Replacing Dress to Impress with Dress to RespectMGR Accounting Recruiters in
This past month we had an industrial employer interviewing for an accounting position at their corporate headquarters. Several candidates were lined up to interview, and the employer felt that all were qualified to perform the technical duties that were required. One of the interesting comments that the employer had though was that the candidates had not dressed professionally. They had dressed casually for the interview instead.
Since the employer is in an industrial field, they did consider the fact that the candidates may have expected a more casual dress code at the company. However, the comment from the employer was, “They didn’t care enough to dress for the interview.” This brings me to the point for this blog…

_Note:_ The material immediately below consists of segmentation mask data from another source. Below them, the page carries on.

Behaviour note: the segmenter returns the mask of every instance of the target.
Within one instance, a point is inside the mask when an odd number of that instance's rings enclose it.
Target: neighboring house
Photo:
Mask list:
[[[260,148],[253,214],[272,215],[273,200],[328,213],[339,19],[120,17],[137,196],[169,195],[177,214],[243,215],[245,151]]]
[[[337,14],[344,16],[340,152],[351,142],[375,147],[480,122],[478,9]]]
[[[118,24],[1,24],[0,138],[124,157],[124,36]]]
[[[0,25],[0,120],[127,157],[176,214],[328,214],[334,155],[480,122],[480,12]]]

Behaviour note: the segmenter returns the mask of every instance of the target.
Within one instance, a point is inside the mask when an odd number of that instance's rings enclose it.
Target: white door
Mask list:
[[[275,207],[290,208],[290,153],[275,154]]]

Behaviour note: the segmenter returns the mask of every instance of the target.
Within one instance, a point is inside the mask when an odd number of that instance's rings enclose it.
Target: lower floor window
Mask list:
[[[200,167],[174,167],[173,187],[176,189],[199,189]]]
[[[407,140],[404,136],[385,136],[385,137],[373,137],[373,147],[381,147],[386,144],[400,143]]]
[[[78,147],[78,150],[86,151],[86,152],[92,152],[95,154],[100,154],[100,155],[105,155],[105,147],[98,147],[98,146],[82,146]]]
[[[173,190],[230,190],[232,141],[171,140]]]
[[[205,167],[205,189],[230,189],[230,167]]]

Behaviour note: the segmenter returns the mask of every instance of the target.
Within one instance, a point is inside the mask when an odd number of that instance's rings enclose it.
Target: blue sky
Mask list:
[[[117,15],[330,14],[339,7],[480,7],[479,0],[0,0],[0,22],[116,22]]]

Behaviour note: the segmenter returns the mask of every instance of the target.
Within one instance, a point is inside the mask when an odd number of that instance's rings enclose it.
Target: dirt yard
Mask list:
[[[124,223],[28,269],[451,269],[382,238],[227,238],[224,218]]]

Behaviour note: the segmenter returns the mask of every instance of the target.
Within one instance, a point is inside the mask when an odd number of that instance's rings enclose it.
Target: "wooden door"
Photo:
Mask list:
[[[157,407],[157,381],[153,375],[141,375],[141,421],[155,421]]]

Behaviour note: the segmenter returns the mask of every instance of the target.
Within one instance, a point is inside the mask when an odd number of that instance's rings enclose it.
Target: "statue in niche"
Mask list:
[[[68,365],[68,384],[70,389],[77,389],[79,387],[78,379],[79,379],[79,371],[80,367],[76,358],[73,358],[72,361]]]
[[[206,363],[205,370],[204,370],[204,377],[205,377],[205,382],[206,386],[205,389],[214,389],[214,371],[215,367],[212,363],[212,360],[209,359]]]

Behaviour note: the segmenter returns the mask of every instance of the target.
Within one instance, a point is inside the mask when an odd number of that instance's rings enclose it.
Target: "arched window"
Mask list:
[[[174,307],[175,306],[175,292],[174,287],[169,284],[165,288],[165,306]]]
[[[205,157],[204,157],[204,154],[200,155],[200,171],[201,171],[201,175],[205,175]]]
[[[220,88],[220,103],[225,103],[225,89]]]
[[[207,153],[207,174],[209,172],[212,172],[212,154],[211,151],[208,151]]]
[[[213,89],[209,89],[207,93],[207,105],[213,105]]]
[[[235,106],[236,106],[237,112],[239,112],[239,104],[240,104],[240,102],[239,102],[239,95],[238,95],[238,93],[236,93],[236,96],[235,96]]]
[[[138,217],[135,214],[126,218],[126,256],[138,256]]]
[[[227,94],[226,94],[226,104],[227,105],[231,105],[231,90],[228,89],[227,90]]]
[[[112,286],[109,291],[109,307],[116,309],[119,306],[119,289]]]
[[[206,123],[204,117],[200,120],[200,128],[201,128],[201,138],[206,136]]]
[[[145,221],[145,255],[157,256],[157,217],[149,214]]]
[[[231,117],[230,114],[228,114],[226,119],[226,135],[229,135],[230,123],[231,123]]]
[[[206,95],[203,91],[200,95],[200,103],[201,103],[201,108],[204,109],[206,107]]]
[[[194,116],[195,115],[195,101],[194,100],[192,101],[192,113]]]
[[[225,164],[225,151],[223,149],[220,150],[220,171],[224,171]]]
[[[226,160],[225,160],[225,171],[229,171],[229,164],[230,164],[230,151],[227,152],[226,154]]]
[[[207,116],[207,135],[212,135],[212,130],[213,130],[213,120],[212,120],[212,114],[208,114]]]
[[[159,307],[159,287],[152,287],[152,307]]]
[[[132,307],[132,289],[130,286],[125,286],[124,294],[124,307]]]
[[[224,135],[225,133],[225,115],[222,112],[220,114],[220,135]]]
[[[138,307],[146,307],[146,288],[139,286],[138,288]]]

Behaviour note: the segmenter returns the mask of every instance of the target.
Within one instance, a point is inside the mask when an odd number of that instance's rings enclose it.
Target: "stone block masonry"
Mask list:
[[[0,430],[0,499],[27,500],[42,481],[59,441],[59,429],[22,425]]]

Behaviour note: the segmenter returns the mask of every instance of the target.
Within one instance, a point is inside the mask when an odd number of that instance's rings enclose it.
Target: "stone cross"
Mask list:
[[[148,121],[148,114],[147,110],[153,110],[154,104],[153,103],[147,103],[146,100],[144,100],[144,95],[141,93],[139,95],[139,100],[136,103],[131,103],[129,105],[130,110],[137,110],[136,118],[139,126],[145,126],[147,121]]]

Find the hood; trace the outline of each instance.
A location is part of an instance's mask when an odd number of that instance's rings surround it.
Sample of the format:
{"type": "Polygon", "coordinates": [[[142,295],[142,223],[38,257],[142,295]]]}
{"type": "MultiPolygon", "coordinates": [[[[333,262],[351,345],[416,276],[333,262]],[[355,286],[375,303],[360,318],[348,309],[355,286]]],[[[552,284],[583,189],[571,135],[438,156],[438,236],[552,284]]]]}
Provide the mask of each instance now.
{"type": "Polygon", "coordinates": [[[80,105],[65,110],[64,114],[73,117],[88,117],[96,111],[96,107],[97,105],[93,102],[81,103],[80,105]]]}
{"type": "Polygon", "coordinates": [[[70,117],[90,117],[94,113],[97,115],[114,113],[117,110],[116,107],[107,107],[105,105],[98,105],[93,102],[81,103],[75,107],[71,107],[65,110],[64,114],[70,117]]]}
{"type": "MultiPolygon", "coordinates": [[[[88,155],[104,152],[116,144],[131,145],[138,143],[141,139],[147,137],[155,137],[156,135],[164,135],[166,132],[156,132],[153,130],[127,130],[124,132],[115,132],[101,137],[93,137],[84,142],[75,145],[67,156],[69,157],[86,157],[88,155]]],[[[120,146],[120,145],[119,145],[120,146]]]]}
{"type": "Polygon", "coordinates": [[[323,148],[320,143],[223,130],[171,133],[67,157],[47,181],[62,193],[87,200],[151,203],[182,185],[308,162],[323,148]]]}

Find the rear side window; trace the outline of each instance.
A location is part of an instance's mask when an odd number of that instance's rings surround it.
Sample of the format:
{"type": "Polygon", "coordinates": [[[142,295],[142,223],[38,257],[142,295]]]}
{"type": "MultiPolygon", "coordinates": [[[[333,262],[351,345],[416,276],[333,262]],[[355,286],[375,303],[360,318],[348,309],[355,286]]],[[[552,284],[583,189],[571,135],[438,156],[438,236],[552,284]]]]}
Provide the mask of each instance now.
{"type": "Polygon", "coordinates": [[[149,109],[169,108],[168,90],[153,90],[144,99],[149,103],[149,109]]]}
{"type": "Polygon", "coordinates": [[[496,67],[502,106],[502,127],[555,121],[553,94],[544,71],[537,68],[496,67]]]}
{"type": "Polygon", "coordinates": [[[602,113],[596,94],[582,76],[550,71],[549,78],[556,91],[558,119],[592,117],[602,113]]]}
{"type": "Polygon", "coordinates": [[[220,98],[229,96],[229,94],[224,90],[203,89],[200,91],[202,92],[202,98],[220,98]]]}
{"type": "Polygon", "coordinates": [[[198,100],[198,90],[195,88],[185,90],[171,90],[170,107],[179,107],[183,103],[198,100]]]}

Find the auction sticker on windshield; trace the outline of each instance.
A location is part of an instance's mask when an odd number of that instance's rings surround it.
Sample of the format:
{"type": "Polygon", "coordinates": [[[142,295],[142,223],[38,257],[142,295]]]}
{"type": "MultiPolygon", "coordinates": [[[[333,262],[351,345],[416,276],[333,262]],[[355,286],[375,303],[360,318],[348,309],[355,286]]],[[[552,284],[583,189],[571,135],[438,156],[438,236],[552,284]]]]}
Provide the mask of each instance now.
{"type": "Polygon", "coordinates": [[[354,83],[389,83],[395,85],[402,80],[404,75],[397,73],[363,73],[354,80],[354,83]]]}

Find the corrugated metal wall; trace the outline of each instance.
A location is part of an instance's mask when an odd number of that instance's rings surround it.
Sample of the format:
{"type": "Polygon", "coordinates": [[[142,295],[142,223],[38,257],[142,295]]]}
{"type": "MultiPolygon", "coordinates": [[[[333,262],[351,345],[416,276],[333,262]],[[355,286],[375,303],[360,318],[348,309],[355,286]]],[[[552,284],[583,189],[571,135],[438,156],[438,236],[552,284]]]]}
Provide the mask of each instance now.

While workplaces have become more accepting of casual dress, there are still many employers that consider it a sign of respect to dress professionally for the interview. Logic may lead you to believe that it wouldn’t be necessary to dress differently for the interview than you would dress to perform the actual job, but unfortunately human nature doesn’t work that way in many cases. Some of the beliefs employers have about the interview process are:
- Candidates never try to impress you more than when they are interviewing
- The level of the candidate’s desire to work at the company is a sign of who may work harder and stay longer with the employer
Therefore, when a candidate doesn’t dress at the level that the employer was expecting for the interview, the employer frequently takes it as a sign of a low level of interest in the position. And a candidate that ‘could take it or leave it’ generally is not the one that gets the offer from the employer, even if those aren’t their true feelings about the opportunity.
In a nutshell, how you dress for the interview is a sign of respect to the interviewer as well as a sign of how interested you are in the position. Make sure that your appearance is conveying the message that you wish to convey in the interview.